Hm, not sure I've achieved nooks and crannies here, but good enough
My notes on the recipe
- Maybe use less liquid: this dough is very, very wet. I have to research whether this level of hydration is essential to the flavor or texture of the muffin. I think once I made these with less water, resulting in a stiffer dough which was easier to handle, and the result seemed quite good. I believe the process photos above were from that batch.
- If you don't significantly reduce the liquid, make sure to flour your hands and work surfaces liberally for shaping
- Cut in 12 or even more pieces for smaller muffins (8 would make really large ones)

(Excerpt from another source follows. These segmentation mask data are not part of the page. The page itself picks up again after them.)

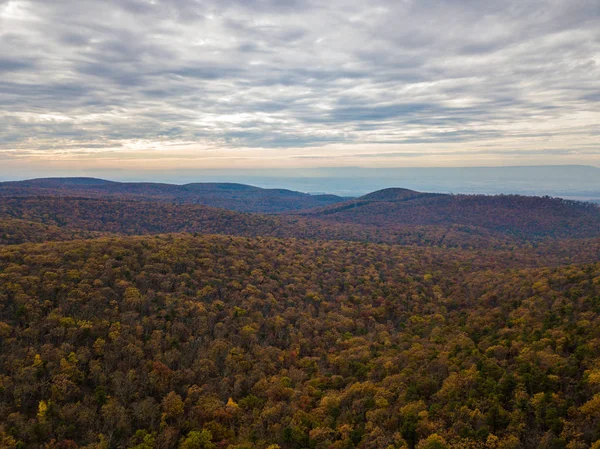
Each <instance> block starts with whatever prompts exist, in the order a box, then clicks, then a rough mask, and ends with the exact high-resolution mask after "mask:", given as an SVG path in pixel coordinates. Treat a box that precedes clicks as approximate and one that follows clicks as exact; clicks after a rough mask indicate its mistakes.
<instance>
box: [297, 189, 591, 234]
mask: <svg viewBox="0 0 600 449" xmlns="http://www.w3.org/2000/svg"><path fill="white" fill-rule="evenodd" d="M300 214H301V215H303V216H306V217H312V218H317V219H320V220H326V221H329V222H335V223H353V224H360V225H371V226H379V227H394V226H398V225H420V226H423V225H465V226H474V227H479V228H486V229H490V230H493V231H500V232H503V233H509V234H512V235H517V236H521V237H535V236H538V237H539V236H555V237H594V236H600V207H598V206H597V205H595V204H592V203H586V202H578V201H571V200H563V199H560V198H551V197H532V196H521V195H448V194H435V193H420V192H415V191H412V190H407V189H393V188H391V189H384V190H380V191H377V192H373V193H370V194H368V195H365V196H362V197H360V198H356V199H353V200H348V201H345V202H343V203H338V204H334V205H331V206H327V207H323V208H319V209H316V210H313V211H306V212H301V213H300Z"/></svg>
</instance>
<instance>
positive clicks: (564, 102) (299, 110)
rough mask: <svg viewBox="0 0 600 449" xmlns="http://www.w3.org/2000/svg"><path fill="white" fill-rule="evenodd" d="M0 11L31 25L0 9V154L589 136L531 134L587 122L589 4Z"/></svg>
mask: <svg viewBox="0 0 600 449" xmlns="http://www.w3.org/2000/svg"><path fill="white" fill-rule="evenodd" d="M13 1H15V2H17V3H21V4H22V6H23V8H24V10H25V11H27V13H28V14H29V15H30V16H31V19H32V20H30V21H27V20H24V21H19V20H16V19H14V18H11V16H10V15H5V16H3V15H2V14H3V13H2V11H3V8H5V7H6V5H7V4H8V3H7V1H6V0H0V44H1V45H2V50H3V51H2V53H3V54H2V56H1V57H0V73H2V74H3V78H2V80H0V105H2V108H1V109H0V113H2V117H3V122H2V125H0V148H9V147H10V148H14V147H20V148H21V147H22V148H24V147H26V146H27V147H31V146H32V145H33V146H34V147H36V148H38V149H40V150H44V149H46V150H48V151H50V149H52V148H55V143H53V139H54V140H55V141H56V142H58V143H59V145H60V144H61V143H60V142H66V140H68V139H72V140H75V141H76V142H77V145H80V144H81V145H82V146H84V145H88V147H89V148H93V145H96V144H97V140H98V139H102V145H107V146H111V145H113V144H114V145H115V146H117V145H121V142H122V141H126V140H132V139H152V138H173V139H182V140H190V141H194V140H200V139H202V141H203V142H205V141H209V142H212V143H213V144H214V145H216V146H226V147H236V146H240V147H256V146H263V147H273V148H282V149H285V148H290V147H299V148H301V147H306V146H318V145H323V144H327V143H346V144H356V145H359V144H365V143H379V144H389V145H400V144H406V143H456V142H459V143H460V142H465V143H469V142H471V143H472V142H475V143H477V142H485V141H487V140H489V139H503V138H507V139H509V138H510V139H516V138H532V139H535V138H540V139H541V138H549V137H552V136H557V135H560V136H567V135H569V136H575V135H578V136H580V137H581V141H580V142H579V143H578V141H577V140H574V141H573V145H574V151H576V150H577V148H576V147H577V146H579V147H580V148H585V145H587V144H588V143H587V142H586V141H584V140H585V139H584V138H587V137H589V136H593V135H597V133H598V125H597V124H596V126H594V125H593V124H590V123H587V124H586V125H585V126H583V128H582V129H579V130H577V131H576V130H575V128H576V127H577V126H578V125H576V124H575V121H574V120H571V121H570V122H569V124H568V126H569V127H571V128H573V129H570V128H569V129H567V128H565V129H562V130H561V129H557V130H553V131H552V132H549V131H548V130H547V129H539V130H536V129H535V128H536V126H537V125H538V124H539V123H543V121H549V120H560V119H561V118H562V117H576V116H577V114H579V113H580V112H581V111H587V112H588V113H594V114H600V97H599V95H598V92H599V91H600V81H599V80H600V60H598V59H597V55H598V54H600V40H599V35H598V32H597V30H598V29H600V3H598V2H597V0H557V1H555V2H552V3H548V2H546V1H544V0H530V1H526V2H522V1H517V0H512V1H508V2H491V1H490V2H488V1H484V2H481V1H476V0H456V1H455V0H419V1H417V0H411V1H406V2H398V1H395V0H375V1H373V2H371V3H370V5H367V4H366V3H365V2H360V1H358V0H332V1H331V2H327V3H323V2H316V1H308V0H285V1H281V0H243V1H242V0H224V1H217V0H202V1H198V0H171V1H166V0H163V1H156V2H147V1H142V0H107V1H100V0H77V1H76V0H63V1H60V2H48V1H42V0H35V1H30V2H25V0H13ZM3 30H6V31H3ZM55 116H56V117H62V118H61V120H62V121H57V120H58V119H57V120H55V119H53V118H52V117H55ZM48 117H50V118H48ZM404 132H406V134H403V133H404ZM64 145H65V147H66V148H69V145H70V144H69V143H68V142H67V143H64ZM490 151H491V150H490ZM507 151H510V150H507ZM357 154H362V153H357ZM385 154H392V153H385ZM402 154H406V153H402ZM528 154H533V153H528ZM548 154H549V153H548ZM556 154H572V153H556ZM364 157H370V156H364ZM382 157H388V156H382ZM390 157H391V156H390Z"/></svg>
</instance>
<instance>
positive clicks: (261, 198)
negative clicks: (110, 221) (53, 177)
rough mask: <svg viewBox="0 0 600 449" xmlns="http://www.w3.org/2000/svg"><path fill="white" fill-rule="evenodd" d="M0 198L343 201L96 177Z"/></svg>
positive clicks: (211, 183)
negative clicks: (39, 197) (97, 198)
mask: <svg viewBox="0 0 600 449" xmlns="http://www.w3.org/2000/svg"><path fill="white" fill-rule="evenodd" d="M0 196H3V197H14V196H71V197H85V198H101V197H112V198H116V199H126V200H143V201H161V202H171V203H177V204H200V205H204V206H212V207H219V208H223V209H230V210H236V211H240V212H265V213H271V212H283V211H290V210H300V209H309V208H314V207H320V206H326V205H329V204H335V203H338V202H341V201H344V199H345V198H342V197H339V196H335V195H309V194H306V193H301V192H295V191H292V190H286V189H262V188H259V187H254V186H249V185H245V184H235V183H192V184H184V185H176V184H161V183H151V182H131V183H128V182H113V181H106V180H102V179H96V178H42V179H32V180H28V181H13V182H3V183H0Z"/></svg>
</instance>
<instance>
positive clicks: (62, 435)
mask: <svg viewBox="0 0 600 449" xmlns="http://www.w3.org/2000/svg"><path fill="white" fill-rule="evenodd" d="M63 184H64V183H63ZM77 184H78V183H75V186H77ZM61 185H62V184H61ZM61 189H62V190H61V191H60V192H59V191H52V192H49V191H45V192H44V193H43V194H41V193H40V192H39V191H37V190H36V191H35V192H34V193H23V192H21V193H20V194H14V192H13V193H11V194H10V195H6V196H3V197H1V198H0V448H3V449H4V448H19V449H23V448H44V449H77V448H88V449H113V448H127V449H150V448H157V449H218V448H222V449H353V448H357V449H371V448H373V449H378V448H383V449H396V448H397V449H400V448H405V449H444V448H447V449H454V448H456V449H462V448H465V449H478V448H481V449H519V448H527V449H528V448H542V449H545V448H548V449H584V448H590V447H591V448H594V449H598V448H600V231H598V226H599V223H600V212H599V208H598V206H595V205H591V204H587V203H576V202H570V201H565V200H560V199H554V198H545V197H538V198H536V197H519V196H511V195H505V196H494V197H486V196H482V195H473V196H467V195H465V196H459V195H456V196H453V195H439V194H428V193H419V192H412V191H407V190H403V189H392V190H386V191H380V192H374V193H373V194H370V195H367V196H365V197H362V198H358V199H352V200H343V199H342V200H340V201H338V202H336V204H332V205H325V206H323V205H318V206H315V208H312V209H308V210H301V211H298V210H296V209H290V210H285V211H281V210H280V211H277V213H270V214H265V213H264V212H261V211H255V212H253V213H248V212H241V211H239V210H230V209H219V208H215V207H210V206H206V205H203V204H195V203H192V202H186V201H184V202H178V201H177V200H167V199H165V198H161V199H157V198H155V197H148V198H141V197H140V198H132V197H130V196H129V197H128V196H126V195H125V196H115V195H113V194H110V195H101V194H96V193H94V195H87V194H82V191H81V189H79V188H78V187H77V188H75V189H74V190H73V191H69V188H68V187H63V188H61ZM69 192H70V193H69ZM228 195H229V194H228ZM257 207H258V206H257ZM369 217H370V218H369Z"/></svg>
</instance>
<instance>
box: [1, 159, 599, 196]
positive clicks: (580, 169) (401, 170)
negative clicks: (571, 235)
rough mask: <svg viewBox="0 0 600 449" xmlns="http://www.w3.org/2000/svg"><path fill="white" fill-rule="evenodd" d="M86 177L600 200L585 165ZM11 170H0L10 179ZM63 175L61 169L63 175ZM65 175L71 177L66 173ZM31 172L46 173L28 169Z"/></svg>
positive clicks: (350, 167) (456, 167) (92, 173)
mask: <svg viewBox="0 0 600 449" xmlns="http://www.w3.org/2000/svg"><path fill="white" fill-rule="evenodd" d="M81 174H83V175H84V176H94V177H100V178H110V179H116V180H123V181H146V180H148V179H151V180H153V181H155V182H167V183H176V184H183V183H190V182H196V181H202V182H215V183H223V182H232V183H243V184H250V185H253V186H258V187H263V188H285V189H290V190H295V191H299V192H311V193H331V194H335V195H340V196H345V197H356V196H360V195H364V194H366V193H369V192H373V191H376V190H380V189H384V188H386V187H389V186H402V187H405V188H408V189H412V190H417V191H420V192H440V193H479V194H488V195H494V194H499V193H506V194H519V195H550V196H556V197H561V198H571V199H579V200H583V201H588V200H599V201H600V168H597V167H591V166H585V165H546V166H512V167H506V166H504V167H433V168H431V167H429V168H427V167H417V168H415V167H403V168H398V167H391V168H364V167H333V168H305V169H269V170H266V169H262V170H259V169H247V170H246V169H227V170H217V169H210V170H196V169H190V170H181V169H179V170H173V171H171V170H151V171H148V170H139V171H135V170H120V171H119V170H116V171H115V170H106V171H98V170H96V171H88V172H82V173H81ZM10 175H11V173H0V179H3V178H2V177H4V179H5V180H9V179H10V177H9V176H10ZM61 175H62V174H61ZM65 175H66V176H72V175H71V174H67V173H65ZM28 176H29V177H32V178H33V177H43V176H47V172H46V173H44V172H40V171H32V172H31V173H30V174H28Z"/></svg>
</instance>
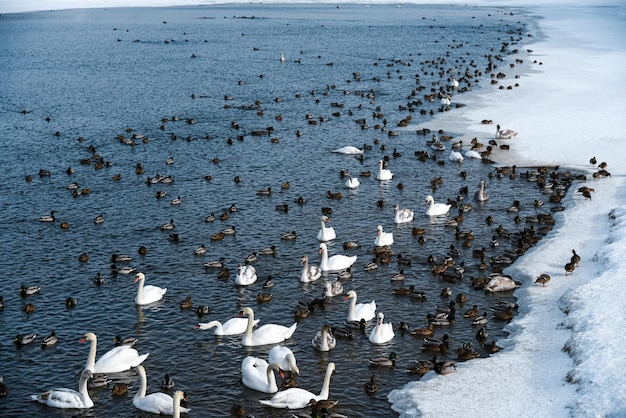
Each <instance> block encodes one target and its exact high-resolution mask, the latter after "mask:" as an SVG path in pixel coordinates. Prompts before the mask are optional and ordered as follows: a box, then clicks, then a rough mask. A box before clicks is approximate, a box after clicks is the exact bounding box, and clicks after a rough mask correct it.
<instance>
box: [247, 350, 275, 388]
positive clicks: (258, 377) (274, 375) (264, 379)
mask: <svg viewBox="0 0 626 418" xmlns="http://www.w3.org/2000/svg"><path fill="white" fill-rule="evenodd" d="M274 371H280V374H281V376H282V375H283V373H282V370H281V368H280V365H278V364H276V363H272V364H268V362H267V361H265V360H263V359H262V358H258V357H253V356H247V357H246V358H244V359H243V361H242V362H241V381H242V383H243V384H244V386H246V387H247V388H250V389H253V390H258V391H259V392H264V393H276V392H278V386H277V385H276V375H274Z"/></svg>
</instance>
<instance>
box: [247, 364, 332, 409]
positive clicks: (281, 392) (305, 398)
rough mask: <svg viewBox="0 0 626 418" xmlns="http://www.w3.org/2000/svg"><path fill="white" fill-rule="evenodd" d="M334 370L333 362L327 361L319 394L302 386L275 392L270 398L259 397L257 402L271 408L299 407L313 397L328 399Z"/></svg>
mask: <svg viewBox="0 0 626 418" xmlns="http://www.w3.org/2000/svg"><path fill="white" fill-rule="evenodd" d="M334 371H335V363H332V362H331V363H328V366H327V367H326V375H325V376H324V384H323V385H322V390H321V391H320V394H319V395H316V394H314V393H313V392H309V391H308V390H306V389H302V388H289V389H285V390H281V391H280V392H277V393H276V394H275V395H274V396H272V398H271V399H261V400H260V401H259V402H260V403H262V404H263V405H267V406H270V407H272V408H288V409H301V408H305V407H306V406H307V405H308V404H309V402H310V401H311V400H312V399H314V400H316V401H318V402H319V401H322V400H327V399H328V393H329V390H330V378H331V376H332V374H333V372H334Z"/></svg>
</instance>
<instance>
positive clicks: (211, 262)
mask: <svg viewBox="0 0 626 418" xmlns="http://www.w3.org/2000/svg"><path fill="white" fill-rule="evenodd" d="M225 261H226V258H224V257H220V259H219V260H216V261H209V262H206V263H204V267H208V268H223V267H224V262H225Z"/></svg>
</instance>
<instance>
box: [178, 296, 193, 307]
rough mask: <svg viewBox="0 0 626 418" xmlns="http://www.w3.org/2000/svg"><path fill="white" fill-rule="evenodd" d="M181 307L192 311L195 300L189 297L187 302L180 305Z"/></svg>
mask: <svg viewBox="0 0 626 418" xmlns="http://www.w3.org/2000/svg"><path fill="white" fill-rule="evenodd" d="M179 306H180V309H191V307H192V306H193V299H192V298H191V296H187V297H186V298H185V300H183V301H182V302H181V303H180V305H179Z"/></svg>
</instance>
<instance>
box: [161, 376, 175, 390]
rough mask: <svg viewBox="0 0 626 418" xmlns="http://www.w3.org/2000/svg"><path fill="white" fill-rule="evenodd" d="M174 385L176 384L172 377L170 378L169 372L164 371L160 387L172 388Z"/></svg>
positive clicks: (164, 388) (167, 388)
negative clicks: (165, 372) (164, 372)
mask: <svg viewBox="0 0 626 418" xmlns="http://www.w3.org/2000/svg"><path fill="white" fill-rule="evenodd" d="M174 386H176V382H174V379H172V377H171V376H170V375H169V373H165V376H163V379H161V388H162V389H172V388H173V387H174Z"/></svg>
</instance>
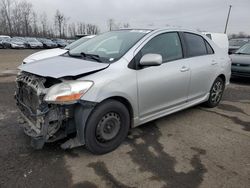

- Make sure your pan is not too hot! I've burnt a few. I start with 3-4 on my stove (on a scale going up to 10), and even reduce it down to 1-2 toward the end of my baking session. Keep checking!
- Don't oil your pan, or you'll have a really sticky mess to clean up between the muffins. After a minute or two the muffin crust forms and doesn't stick. This works in all my pans: non-stick, untreated fairly heavy pan, and a small cast-iron skillet.
- Use semolina, not corn meal to coat them. Less conspicuous crunch. But if you only have corn meal, no problem.
- I don't take the 20 minutes rest after shaping too literally: I shape 12 or 14 muffins, clean up a little, then start baking the first ones I shaped. (I'm not saying this is right, it's just what I do)
- Don't bother weighing down with another pan (they really stick, so you have to douse them with semolina), but squish them down when you flip them over.
- Flour your hands when you drop them into the pan. Again, they're sticky-wet.
- I recently used 50g whole wheat, which tasted good.
- I wonder about the recipe's suggestion that it's up to you whether you let the dough rise a few hours or overnight. I thought the amount of yeast you use should be inversely proportional to the rising time (short rise, lots of yeast, long rise, less yeast). Wouldn't you need a smaller amount of yeast if you leave the dough out overnight, especially in the summer? I use cold milk and room temperature water, but when I wake up I find a dough that is extremely bubbly, perhaps collapsed (if that's the term). And the resulting flavor might be a little too yeasty for me. I'll fiddle some with the recipe, and might try storing the dough in the fridge overnight. But the original recipe author is quite specific about leaving it out on a counter, so what do I know.
Recipe: English Muffins
Source: Winos and Foodies
I have made no changes to the recipe below. For my 2-cents' worth (or my grain of salt as we say in French), see my notes above.
2 teaspoons dried yeast granules
1/2 teaspoon sugar
250ml warm water
125ml warm milk
350g high grade flour
100g standard flour
1 teaspoon salt
rice flour or fine cornmeal
Put the yeast and sugar in a small bowl with half the warm water. Stir and set aside for a few minutes, then add the remaining water and the milk.
Put the flour and salt in a large bowl and use your hand to mix in the yeast, water and milk mixture. Knead the mixture which will be sticky, thoroughly in the bowl (or use the dough hook of an electric mixer).
Cover the bowl with a damp tea towel and set aside to rise until more than doubled in bulk. Although this may take only a couple of hours, the dough can be allowed to rise overnight. Deflate the dough by pulling it away from the sides of the bowl. Lift it out of the bowl and divide into 8 pieces.
Drop each piece on to a tray liberally dusted with rice flour or fine cornmeal and roll them over until well coated.
Form each piece into a thick disc.
Place the disks on a baking tray and place another tray on top.
Leave to rest and rise 20 minutes, then remove top tray.
Place a cast iron griddle or large frying pan over low heat.
When only moderately hot place four of the muffins on it and cook for about ten minutes until light beige on the bottom.
Turn the muffins over and cook the second side for a similar length of time.
Wrap the cooked muffins in a dry tea towel while you cook the remaining four.
Pull apart and eat while still warm.
For toasting pull the muffins apart and toast on both sides.
Ah, I love to have a bag of these in my freezer!
I think this batch has some nooks and crannies, right?